HESSO: Towards Automatic Efficient and User Friendly Any Neural Network Training and Pruning
Tianyi Chen, Xiaoyi Qu, David Aponte, Colby Banbury, Jongwoo Ko, Tianyu Ding, Yong Ma, Vladimir Lyapunov, Ilya Zharkov, Luming Liang
TL;DR
The paper addresses the high cost of deploying large DNNs by introducing HESSO, a Hybrid Efficient Structured Sparsity Optimizer, and its CRIC extension for reliable pruning. HESSO combines progressive pruning, flexible saliency scoring, and a hybrid training scheme to automatically produce high-performing sub-networks with minimal hyperparameter tuning, while CRIC mitigates approximation errors that can lead to irreversible performance loss. The approach is architecture-agnostic and validated across vision, detection, NLP, and large language models, often achieving state-of-the-art or competitive results with reduced tuning overhead. Together, HESSO and CRIC offer a practical, scalable solution for automatic training and pruning that enables efficient deployment of compact DNNs in resource-constrained environments.
Abstract
Structured pruning is one of the most popular approaches to effectively compress the heavy deep neural networks (DNNs) into compact sub-networks while retaining performance. The existing methods suffer from multi-stage procedures along with significant engineering efforts and human expertise. The Only-Train-Once (OTO) series has been recently proposed to resolve the many pain points by streamlining the workflow by automatically conducting (i) search space generation, (ii) structured sparse optimization, and (iii) sub-network construction.
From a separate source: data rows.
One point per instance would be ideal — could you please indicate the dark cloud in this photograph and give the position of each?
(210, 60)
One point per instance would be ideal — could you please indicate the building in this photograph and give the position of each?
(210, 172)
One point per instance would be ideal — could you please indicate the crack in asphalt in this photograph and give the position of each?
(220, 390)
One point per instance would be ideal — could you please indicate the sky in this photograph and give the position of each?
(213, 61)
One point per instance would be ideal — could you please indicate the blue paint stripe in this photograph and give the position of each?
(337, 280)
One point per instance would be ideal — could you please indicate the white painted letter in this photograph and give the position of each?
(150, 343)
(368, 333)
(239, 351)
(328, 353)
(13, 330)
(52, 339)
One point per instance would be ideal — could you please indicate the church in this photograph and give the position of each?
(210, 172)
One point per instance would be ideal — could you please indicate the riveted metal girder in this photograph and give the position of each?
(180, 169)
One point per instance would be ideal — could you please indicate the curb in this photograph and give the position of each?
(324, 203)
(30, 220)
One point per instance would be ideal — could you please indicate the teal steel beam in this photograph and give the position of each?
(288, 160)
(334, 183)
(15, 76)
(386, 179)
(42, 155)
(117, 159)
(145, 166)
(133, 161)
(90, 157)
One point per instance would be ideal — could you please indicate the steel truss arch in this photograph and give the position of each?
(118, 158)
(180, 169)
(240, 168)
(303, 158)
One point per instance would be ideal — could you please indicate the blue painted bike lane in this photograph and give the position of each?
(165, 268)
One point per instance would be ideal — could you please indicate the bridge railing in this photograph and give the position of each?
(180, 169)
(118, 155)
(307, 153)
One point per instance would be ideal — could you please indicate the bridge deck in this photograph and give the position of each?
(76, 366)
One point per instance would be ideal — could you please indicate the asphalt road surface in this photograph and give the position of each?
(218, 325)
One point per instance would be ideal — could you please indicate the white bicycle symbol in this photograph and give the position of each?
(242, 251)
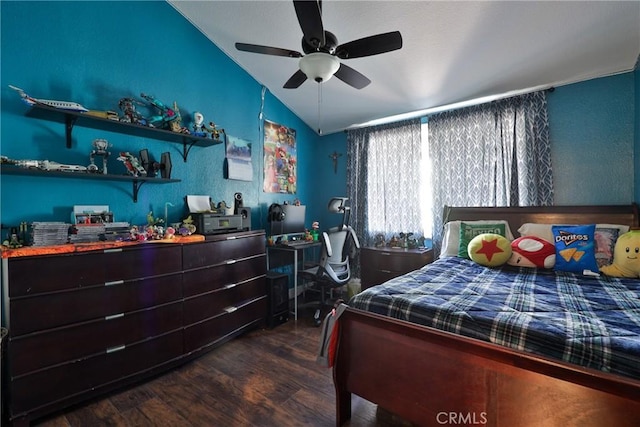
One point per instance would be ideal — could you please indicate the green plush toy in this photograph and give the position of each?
(626, 256)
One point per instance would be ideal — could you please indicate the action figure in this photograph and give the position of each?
(166, 116)
(99, 149)
(130, 115)
(132, 164)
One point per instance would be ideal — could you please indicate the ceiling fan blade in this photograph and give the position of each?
(372, 45)
(310, 18)
(352, 77)
(267, 50)
(296, 80)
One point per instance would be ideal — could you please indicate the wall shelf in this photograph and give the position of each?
(136, 181)
(72, 118)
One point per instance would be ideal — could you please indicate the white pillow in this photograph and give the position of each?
(543, 231)
(451, 235)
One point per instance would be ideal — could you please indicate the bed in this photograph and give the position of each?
(432, 376)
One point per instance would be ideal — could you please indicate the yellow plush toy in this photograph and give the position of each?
(626, 256)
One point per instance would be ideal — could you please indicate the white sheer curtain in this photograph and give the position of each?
(384, 179)
(495, 154)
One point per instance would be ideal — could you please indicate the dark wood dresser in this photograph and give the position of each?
(377, 265)
(85, 323)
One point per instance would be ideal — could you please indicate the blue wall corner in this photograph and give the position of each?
(95, 53)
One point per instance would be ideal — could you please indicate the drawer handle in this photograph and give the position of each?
(116, 348)
(113, 316)
(115, 282)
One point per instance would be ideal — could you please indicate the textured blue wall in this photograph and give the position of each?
(636, 150)
(591, 127)
(98, 52)
(95, 53)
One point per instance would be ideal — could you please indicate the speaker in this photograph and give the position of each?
(278, 294)
(245, 213)
(237, 203)
(276, 213)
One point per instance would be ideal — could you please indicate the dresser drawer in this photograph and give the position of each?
(35, 351)
(67, 307)
(72, 379)
(142, 261)
(33, 275)
(219, 252)
(214, 303)
(210, 278)
(212, 331)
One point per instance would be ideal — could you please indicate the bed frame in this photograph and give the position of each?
(431, 377)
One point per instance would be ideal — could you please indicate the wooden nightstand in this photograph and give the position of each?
(377, 265)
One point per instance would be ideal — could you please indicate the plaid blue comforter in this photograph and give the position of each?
(588, 321)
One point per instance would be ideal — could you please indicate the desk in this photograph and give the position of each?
(274, 259)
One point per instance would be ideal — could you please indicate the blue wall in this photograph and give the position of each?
(98, 52)
(95, 53)
(636, 150)
(591, 126)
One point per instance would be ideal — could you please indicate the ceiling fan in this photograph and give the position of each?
(322, 52)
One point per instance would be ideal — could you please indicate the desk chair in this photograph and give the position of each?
(333, 271)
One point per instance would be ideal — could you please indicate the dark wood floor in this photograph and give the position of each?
(263, 378)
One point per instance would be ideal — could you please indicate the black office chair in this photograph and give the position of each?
(339, 246)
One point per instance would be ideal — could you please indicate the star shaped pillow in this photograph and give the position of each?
(490, 250)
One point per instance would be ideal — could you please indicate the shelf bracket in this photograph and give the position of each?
(136, 187)
(69, 121)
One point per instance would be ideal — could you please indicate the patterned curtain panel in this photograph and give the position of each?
(495, 154)
(383, 179)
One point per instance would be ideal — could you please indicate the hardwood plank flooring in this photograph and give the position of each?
(267, 377)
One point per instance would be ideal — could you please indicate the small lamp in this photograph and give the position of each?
(319, 66)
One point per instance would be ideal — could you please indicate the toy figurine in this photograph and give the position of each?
(214, 131)
(166, 115)
(130, 115)
(99, 149)
(132, 164)
(198, 125)
(176, 124)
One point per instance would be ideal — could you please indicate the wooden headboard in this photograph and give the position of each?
(588, 214)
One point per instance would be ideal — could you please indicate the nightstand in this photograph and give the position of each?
(377, 265)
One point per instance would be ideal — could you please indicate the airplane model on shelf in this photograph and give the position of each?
(63, 105)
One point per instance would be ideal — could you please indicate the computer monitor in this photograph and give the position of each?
(292, 222)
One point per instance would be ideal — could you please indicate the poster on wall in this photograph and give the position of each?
(280, 159)
(238, 153)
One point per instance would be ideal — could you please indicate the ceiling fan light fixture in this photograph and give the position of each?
(319, 66)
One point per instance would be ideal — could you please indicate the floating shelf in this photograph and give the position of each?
(71, 118)
(137, 181)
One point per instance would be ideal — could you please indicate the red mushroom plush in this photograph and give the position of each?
(531, 251)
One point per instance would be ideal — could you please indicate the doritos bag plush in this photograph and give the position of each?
(575, 248)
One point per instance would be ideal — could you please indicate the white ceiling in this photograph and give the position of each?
(452, 51)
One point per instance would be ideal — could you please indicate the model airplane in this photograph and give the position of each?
(63, 105)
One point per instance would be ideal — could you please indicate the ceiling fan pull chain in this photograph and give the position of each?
(319, 108)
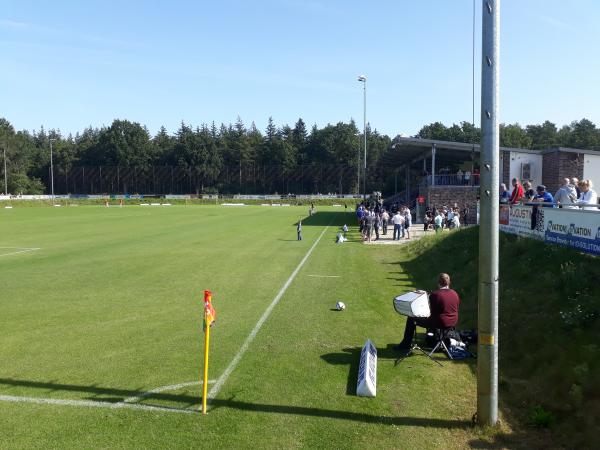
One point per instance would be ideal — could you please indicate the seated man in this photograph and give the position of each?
(443, 304)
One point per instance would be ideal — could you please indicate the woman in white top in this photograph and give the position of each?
(588, 196)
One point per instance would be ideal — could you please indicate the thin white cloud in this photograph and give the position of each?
(557, 23)
(93, 39)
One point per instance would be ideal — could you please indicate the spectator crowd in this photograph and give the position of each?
(573, 194)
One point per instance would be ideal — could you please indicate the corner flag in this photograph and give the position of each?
(209, 318)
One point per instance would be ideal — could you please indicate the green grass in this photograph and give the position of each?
(110, 307)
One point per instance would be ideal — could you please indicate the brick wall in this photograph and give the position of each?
(439, 196)
(559, 165)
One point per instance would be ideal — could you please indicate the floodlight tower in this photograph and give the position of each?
(51, 168)
(363, 80)
(5, 177)
(487, 347)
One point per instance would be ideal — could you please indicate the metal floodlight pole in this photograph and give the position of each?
(487, 354)
(51, 169)
(358, 172)
(363, 80)
(5, 176)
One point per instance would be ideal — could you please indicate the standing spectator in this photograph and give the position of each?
(588, 195)
(385, 217)
(467, 177)
(398, 221)
(476, 176)
(360, 212)
(370, 224)
(544, 196)
(517, 193)
(465, 214)
(407, 222)
(449, 217)
(438, 222)
(566, 196)
(575, 182)
(529, 192)
(503, 194)
(428, 220)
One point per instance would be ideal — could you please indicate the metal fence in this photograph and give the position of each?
(158, 180)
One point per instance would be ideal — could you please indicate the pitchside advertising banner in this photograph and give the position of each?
(572, 228)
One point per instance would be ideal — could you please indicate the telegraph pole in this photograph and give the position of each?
(487, 348)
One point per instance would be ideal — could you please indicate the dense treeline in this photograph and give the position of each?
(210, 150)
(579, 134)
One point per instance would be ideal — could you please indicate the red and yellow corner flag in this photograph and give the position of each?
(209, 318)
(209, 312)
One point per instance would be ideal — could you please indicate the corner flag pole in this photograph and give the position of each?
(209, 317)
(487, 320)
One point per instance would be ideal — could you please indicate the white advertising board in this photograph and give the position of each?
(569, 227)
(580, 230)
(517, 220)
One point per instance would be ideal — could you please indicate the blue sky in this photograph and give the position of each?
(71, 64)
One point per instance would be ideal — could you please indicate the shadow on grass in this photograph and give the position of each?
(332, 218)
(115, 395)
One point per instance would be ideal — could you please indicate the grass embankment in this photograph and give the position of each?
(350, 202)
(548, 331)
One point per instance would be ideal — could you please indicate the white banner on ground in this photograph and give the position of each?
(367, 371)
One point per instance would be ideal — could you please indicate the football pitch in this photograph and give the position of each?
(101, 314)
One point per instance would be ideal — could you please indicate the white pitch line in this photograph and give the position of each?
(91, 404)
(236, 359)
(172, 387)
(23, 250)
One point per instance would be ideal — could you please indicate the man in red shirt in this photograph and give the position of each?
(443, 304)
(517, 193)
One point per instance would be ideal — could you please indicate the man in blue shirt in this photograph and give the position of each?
(544, 197)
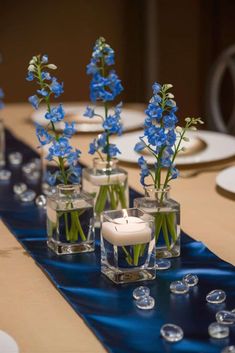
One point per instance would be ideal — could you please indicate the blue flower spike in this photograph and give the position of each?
(105, 86)
(60, 150)
(162, 137)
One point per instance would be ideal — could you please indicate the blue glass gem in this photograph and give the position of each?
(141, 292)
(5, 174)
(172, 333)
(162, 264)
(19, 188)
(190, 279)
(228, 349)
(41, 201)
(216, 296)
(27, 196)
(218, 331)
(225, 317)
(15, 158)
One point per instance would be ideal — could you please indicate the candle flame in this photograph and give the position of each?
(125, 215)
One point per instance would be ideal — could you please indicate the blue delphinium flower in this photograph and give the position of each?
(90, 112)
(144, 169)
(69, 129)
(160, 135)
(56, 87)
(1, 98)
(56, 114)
(105, 86)
(59, 146)
(43, 135)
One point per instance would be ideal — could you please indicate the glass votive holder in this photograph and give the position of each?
(127, 246)
(2, 144)
(15, 158)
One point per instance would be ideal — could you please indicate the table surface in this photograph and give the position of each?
(34, 312)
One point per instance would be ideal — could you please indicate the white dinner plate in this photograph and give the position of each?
(217, 147)
(226, 179)
(7, 343)
(132, 117)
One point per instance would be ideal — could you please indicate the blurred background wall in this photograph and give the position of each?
(165, 40)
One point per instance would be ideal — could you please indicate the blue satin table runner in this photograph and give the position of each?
(108, 309)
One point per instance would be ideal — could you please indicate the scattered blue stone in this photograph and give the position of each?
(216, 296)
(172, 333)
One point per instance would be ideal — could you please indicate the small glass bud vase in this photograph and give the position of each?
(127, 246)
(108, 184)
(166, 213)
(70, 221)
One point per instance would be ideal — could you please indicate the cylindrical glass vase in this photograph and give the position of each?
(70, 221)
(166, 213)
(108, 184)
(127, 246)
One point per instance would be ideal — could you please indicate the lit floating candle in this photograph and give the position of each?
(126, 231)
(105, 179)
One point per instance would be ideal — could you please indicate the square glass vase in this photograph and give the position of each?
(127, 246)
(166, 213)
(108, 184)
(70, 221)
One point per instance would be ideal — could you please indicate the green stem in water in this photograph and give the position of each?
(165, 233)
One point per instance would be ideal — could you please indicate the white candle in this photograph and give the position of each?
(126, 231)
(107, 179)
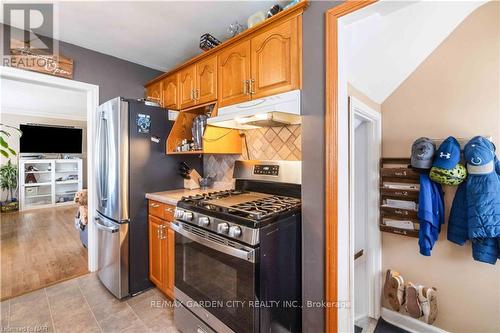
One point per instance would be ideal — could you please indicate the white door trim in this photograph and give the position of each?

However, the built-in sparse optimizers in the OTO series, i.e., the Half-Space Projected Gradient (HSPG) family, have limitations that require hyper-parameter tuning and the implicit controls of the sparsity exploration, consequently requires intervening by human expertise. To address such limitations, we propose a Hybrid Efficient Structured Sparse Optimizer (HESSO). HESSO could automatically and efficiently train a DNN to produce a high-performing subnetwork. Meanwhile, it is almost tuning-free and enjoys user-friendly integration for generic training applications. To address another common issue of irreversible performance collapse observed in pruning DNNs, we further propose a Corrective Redundant Identification Cycle (CRIC) for reliably identifying indispensable structures. We numerically demonstrate the efficacy of HESSO and its enhanced version HESSO-CRIC on a variety of applications ranging from computer vision to natural language processing, including large language model. The numerical results showcase that HESSO can achieve competitive even superior performance to varying state-of-the-arts and support most DNN architectures. Meanwhile, CRIC can effectively prevent the irreversible performance collapse and further enhance the performance of HESSO on certain applications.